I was being given the old dive bomb treatment from mum and dad and I was close to withdrawing but then something strange happened and the birds settled down very close to me and started attending their 3 chicks. I think it had something to do with it being so close to dark.
Basically the parents busied themselves by gathering the chicks up and sitting on them, and that as they say was that for the night for me, they seemed to be saying the shows over.
At first I was dive bombed

Spur-winged plover

But then the parents settled down , gathered their young and sat on them.

Spur-winged plover

2 done, now where’s the other one?

Spur-winged plover

Here it comes

Spur-winged plover

Once gathered mum sat on them and that was that

Spur-winged plover

The light had faded so I went home and made plans to return the next day, and so I did only to find that the birds had shifted two paddocks over to one that had been mowed recently.
This time, time and light were on my side so I moved in and spent 4 hours
photographing and observing the birds. But first I had to find the little ones in a pretty big paddock.

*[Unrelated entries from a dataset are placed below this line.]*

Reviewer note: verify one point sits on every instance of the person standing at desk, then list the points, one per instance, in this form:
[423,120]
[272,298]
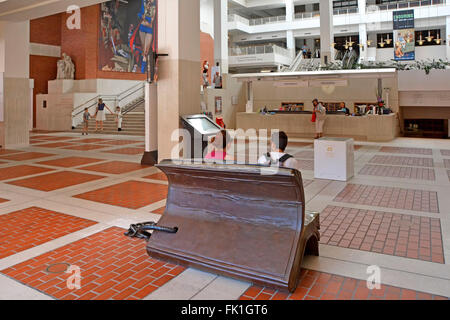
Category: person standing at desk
[321,114]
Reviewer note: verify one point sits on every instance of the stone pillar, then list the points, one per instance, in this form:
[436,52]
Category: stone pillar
[221,34]
[363,41]
[15,85]
[326,31]
[447,36]
[290,9]
[290,41]
[178,79]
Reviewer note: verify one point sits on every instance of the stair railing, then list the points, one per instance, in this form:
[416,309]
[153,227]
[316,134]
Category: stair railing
[123,100]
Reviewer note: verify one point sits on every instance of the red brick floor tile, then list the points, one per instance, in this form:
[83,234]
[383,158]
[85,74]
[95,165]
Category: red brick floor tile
[20,171]
[157,176]
[9,151]
[115,167]
[424,151]
[403,161]
[55,181]
[129,151]
[338,290]
[159,210]
[26,156]
[55,145]
[107,246]
[332,220]
[121,142]
[390,197]
[27,228]
[445,153]
[70,162]
[93,140]
[85,147]
[130,194]
[398,172]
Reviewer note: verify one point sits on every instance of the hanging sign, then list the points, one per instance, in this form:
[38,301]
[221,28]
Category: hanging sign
[404,39]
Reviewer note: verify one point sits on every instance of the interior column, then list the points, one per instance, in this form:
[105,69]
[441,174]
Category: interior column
[179,73]
[326,31]
[15,85]
[221,34]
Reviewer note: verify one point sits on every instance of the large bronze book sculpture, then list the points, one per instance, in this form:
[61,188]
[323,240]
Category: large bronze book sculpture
[236,220]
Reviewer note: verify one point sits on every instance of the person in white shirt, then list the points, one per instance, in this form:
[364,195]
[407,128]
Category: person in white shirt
[277,156]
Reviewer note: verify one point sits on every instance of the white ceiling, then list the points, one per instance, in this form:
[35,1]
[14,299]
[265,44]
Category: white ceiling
[22,10]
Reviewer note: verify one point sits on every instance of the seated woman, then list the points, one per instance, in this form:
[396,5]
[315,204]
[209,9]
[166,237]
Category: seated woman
[221,142]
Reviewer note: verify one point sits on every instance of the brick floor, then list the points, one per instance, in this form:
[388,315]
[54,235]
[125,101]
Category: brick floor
[130,151]
[20,171]
[424,151]
[159,210]
[130,194]
[382,232]
[55,145]
[70,162]
[447,163]
[157,176]
[398,172]
[121,142]
[9,151]
[55,181]
[445,152]
[389,197]
[85,147]
[93,140]
[306,154]
[324,286]
[112,266]
[26,156]
[403,161]
[28,228]
[115,167]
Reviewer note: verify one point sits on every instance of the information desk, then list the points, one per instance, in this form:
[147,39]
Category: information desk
[365,128]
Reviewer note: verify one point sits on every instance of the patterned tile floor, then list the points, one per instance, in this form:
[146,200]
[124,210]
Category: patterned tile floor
[324,286]
[389,197]
[30,227]
[383,232]
[130,194]
[401,224]
[398,172]
[111,267]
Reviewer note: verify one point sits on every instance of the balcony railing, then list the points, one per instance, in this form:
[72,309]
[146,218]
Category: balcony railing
[258,49]
[409,4]
[266,20]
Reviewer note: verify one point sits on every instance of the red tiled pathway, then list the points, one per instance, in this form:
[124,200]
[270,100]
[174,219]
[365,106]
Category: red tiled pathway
[115,167]
[424,151]
[389,197]
[398,172]
[27,228]
[112,266]
[20,171]
[315,285]
[403,161]
[55,181]
[130,194]
[382,232]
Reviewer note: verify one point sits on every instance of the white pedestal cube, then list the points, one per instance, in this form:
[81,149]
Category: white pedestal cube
[334,158]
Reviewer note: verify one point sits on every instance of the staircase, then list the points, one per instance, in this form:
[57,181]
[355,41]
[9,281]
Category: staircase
[133,123]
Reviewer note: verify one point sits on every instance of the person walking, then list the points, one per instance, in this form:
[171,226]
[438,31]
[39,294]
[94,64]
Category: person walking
[100,114]
[321,114]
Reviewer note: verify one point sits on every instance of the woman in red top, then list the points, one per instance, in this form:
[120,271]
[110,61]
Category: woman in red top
[220,142]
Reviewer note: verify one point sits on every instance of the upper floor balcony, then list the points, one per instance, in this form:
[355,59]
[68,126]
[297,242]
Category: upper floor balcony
[267,55]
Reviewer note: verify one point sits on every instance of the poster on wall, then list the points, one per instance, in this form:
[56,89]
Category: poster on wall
[404,39]
[128,35]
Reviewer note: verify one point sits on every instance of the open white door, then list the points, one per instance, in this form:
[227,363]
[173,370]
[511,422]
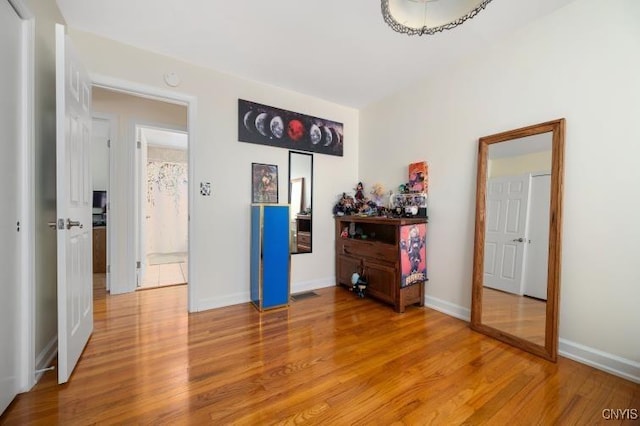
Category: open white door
[505,237]
[74,201]
[537,259]
[10,105]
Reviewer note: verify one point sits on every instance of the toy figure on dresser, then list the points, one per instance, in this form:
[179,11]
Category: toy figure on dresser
[359,284]
[361,205]
[359,192]
[378,193]
[345,205]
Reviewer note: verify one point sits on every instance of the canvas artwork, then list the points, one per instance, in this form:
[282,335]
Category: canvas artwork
[413,254]
[418,177]
[264,183]
[266,125]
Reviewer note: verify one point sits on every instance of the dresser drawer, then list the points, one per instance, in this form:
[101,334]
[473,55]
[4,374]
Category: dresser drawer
[368,249]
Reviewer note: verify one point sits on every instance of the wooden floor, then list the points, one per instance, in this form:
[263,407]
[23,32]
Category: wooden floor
[517,315]
[334,359]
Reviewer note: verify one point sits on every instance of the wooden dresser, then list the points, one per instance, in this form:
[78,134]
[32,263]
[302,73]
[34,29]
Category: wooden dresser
[389,253]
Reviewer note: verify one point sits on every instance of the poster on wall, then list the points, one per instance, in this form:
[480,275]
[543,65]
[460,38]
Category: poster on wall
[413,254]
[418,177]
[264,183]
[266,125]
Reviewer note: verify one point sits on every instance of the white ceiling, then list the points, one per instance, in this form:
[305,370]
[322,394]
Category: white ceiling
[338,50]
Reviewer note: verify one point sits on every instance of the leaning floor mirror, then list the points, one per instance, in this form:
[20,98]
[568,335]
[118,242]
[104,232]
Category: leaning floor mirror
[516,266]
[300,199]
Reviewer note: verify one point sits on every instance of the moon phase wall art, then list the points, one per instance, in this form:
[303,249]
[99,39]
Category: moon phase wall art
[266,125]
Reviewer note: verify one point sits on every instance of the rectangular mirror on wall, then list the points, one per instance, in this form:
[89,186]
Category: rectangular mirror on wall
[300,199]
[516,269]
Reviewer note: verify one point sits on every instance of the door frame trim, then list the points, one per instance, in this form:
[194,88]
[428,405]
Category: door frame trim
[156,93]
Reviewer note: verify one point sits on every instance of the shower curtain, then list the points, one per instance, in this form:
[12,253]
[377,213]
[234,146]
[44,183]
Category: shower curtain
[167,207]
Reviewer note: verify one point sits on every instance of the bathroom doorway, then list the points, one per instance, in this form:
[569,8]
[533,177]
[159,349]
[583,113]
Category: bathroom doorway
[164,215]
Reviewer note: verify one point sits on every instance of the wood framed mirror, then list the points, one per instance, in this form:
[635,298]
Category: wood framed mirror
[300,199]
[516,264]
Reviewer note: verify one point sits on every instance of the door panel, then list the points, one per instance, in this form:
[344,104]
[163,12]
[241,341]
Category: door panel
[505,237]
[74,202]
[10,101]
[346,267]
[381,280]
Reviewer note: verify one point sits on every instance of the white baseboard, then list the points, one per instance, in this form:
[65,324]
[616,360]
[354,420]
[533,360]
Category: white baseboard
[604,361]
[448,308]
[302,286]
[221,302]
[45,357]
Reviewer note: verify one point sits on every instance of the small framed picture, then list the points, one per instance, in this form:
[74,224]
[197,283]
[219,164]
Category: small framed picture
[264,183]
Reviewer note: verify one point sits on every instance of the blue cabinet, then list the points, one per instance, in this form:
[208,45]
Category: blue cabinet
[270,256]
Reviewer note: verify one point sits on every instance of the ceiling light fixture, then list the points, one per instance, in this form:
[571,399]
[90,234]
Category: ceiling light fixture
[428,17]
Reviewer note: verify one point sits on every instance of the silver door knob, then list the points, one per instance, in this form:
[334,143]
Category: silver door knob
[72,223]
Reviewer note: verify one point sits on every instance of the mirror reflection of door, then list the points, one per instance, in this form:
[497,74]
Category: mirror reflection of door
[517,236]
[300,199]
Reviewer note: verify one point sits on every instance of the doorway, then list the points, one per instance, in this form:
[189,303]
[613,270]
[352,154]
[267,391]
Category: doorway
[164,207]
[131,111]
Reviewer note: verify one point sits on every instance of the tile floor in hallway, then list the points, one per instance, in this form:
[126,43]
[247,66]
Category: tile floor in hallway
[165,274]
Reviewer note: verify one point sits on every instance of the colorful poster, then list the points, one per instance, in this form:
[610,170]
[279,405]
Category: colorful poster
[418,177]
[413,254]
[267,125]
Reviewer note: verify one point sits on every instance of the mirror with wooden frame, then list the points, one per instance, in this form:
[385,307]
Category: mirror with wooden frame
[300,199]
[516,265]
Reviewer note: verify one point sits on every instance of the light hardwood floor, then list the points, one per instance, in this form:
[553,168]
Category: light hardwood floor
[518,315]
[334,359]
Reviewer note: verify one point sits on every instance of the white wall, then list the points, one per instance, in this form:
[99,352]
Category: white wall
[520,164]
[220,245]
[581,63]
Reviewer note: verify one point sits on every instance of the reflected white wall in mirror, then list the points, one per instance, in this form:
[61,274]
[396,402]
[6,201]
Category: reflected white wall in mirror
[301,201]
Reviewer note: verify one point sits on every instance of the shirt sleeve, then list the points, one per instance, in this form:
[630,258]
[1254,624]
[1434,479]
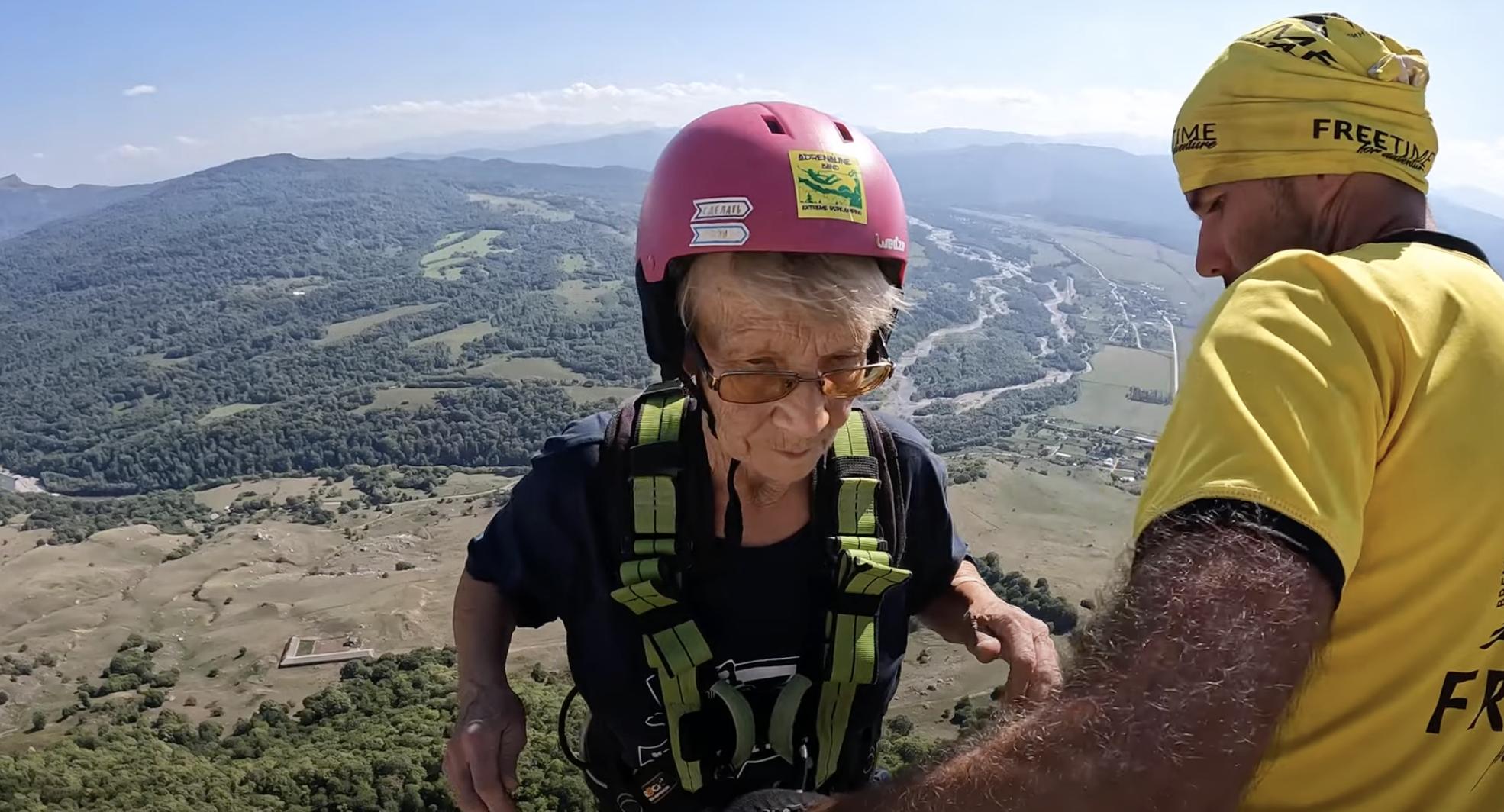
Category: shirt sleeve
[1282,406]
[539,548]
[934,551]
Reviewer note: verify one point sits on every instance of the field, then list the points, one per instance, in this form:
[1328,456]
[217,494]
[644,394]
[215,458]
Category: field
[277,489]
[518,369]
[160,359]
[590,395]
[256,585]
[450,254]
[1138,260]
[402,398]
[1104,390]
[353,327]
[229,409]
[253,585]
[1070,530]
[521,205]
[454,339]
[584,298]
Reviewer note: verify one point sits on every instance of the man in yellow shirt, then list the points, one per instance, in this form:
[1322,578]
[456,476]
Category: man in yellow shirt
[1315,615]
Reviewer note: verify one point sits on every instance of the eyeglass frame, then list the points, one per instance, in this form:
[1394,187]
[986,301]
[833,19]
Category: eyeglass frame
[877,351]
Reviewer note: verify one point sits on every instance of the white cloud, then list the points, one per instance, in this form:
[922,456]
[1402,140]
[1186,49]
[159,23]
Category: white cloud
[578,104]
[131,151]
[1471,163]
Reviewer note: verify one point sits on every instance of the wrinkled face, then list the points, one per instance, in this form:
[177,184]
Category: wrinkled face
[784,440]
[1246,221]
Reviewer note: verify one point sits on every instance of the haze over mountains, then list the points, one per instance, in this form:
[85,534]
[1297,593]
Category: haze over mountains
[24,206]
[1099,187]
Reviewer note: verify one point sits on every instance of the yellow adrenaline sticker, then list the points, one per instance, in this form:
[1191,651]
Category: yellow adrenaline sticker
[828,185]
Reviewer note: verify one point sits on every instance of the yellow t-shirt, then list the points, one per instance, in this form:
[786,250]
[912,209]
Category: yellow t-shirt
[1363,396]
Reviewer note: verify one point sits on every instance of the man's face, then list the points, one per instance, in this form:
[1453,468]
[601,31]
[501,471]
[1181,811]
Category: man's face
[1246,221]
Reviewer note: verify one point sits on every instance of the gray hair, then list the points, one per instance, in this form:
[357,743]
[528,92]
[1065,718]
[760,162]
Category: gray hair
[821,286]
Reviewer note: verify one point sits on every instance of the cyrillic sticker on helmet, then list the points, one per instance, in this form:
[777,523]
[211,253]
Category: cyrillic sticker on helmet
[719,234]
[828,185]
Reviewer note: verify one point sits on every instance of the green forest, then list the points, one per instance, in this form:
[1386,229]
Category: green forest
[373,742]
[218,289]
[241,321]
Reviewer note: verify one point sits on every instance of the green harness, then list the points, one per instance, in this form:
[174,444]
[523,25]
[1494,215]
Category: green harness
[677,652]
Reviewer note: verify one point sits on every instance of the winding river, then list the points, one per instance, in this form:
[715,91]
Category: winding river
[904,398]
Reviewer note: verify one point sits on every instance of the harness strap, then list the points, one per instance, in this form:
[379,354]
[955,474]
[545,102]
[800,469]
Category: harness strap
[742,719]
[863,572]
[671,641]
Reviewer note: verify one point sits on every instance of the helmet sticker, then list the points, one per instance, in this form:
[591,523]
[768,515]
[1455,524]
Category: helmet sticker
[724,211]
[828,185]
[719,234]
[722,208]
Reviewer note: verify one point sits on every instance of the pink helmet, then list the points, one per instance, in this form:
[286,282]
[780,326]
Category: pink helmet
[767,176]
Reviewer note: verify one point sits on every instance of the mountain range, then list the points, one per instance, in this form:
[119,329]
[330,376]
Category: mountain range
[1085,185]
[24,206]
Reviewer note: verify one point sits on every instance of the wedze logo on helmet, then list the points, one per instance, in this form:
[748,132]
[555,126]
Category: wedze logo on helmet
[766,176]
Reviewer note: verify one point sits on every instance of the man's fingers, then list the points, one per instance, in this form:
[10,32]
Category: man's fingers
[457,772]
[987,647]
[483,757]
[513,740]
[1047,666]
[1020,666]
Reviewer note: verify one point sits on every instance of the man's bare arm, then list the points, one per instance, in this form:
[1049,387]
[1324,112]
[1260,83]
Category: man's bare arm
[1180,686]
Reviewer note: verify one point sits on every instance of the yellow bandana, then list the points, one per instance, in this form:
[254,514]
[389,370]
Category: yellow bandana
[1307,95]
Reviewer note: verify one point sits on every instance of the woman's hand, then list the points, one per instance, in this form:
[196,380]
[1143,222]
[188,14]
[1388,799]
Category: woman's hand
[1005,632]
[482,759]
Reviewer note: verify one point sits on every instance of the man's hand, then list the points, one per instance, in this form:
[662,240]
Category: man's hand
[482,759]
[992,629]
[1002,630]
[1192,665]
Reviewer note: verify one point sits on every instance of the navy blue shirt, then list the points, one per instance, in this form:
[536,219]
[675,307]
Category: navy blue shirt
[551,556]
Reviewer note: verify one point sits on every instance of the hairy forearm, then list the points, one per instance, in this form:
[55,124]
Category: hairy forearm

The parents were not giving them away and flew around me chattering (polite word for their insane screeching) and trying to lead me away from the centre of the paddock  which gave me a rough idea of the chicks locality.
One tiny step after carefully placed step, I made my grid search by memory until at last I spied a chick lying in the grass trying to be invisible.

a chick trying to be invisible

Spur-winged plover

From there it wasn’t long before I had all three chicks located and I settled down a distance away hoping that the parents would settle down and interact with the chicks. I have found that keeping a low profile, remaining silent and not moving around means that most birds will settle down and continue their normal activities paying little heed to me.
It was awesome watching the parents call their chicks from out of hiding.

The chicks hide so well, even the parents can’t find them, instead they circle the general area and call to the chicks who then pop up and stagger through the grass to their momma.

momma calling to her chicks

Spur-winged plover
So the shoot came to the end as the parents left the chicks in the grass and set to patrolling the area and I left them in peace.

I know they are here some where

Spur-winged plover

I got some good photos of the chicks then headed home never to see that family again

Spur-winged plover

Spur-winged plover

the last say goes to the spurwing

Spur-winged plover

So this will be the last entry until after Christmas so I will leave the ending up to Tammy Lynn.

We would like to thank all of our viewers and wish you a very happy and blessed holiday season from Hanukkah, Christmas, Diwali, Kwanza, Yule. May your New Year be bright and prosperous!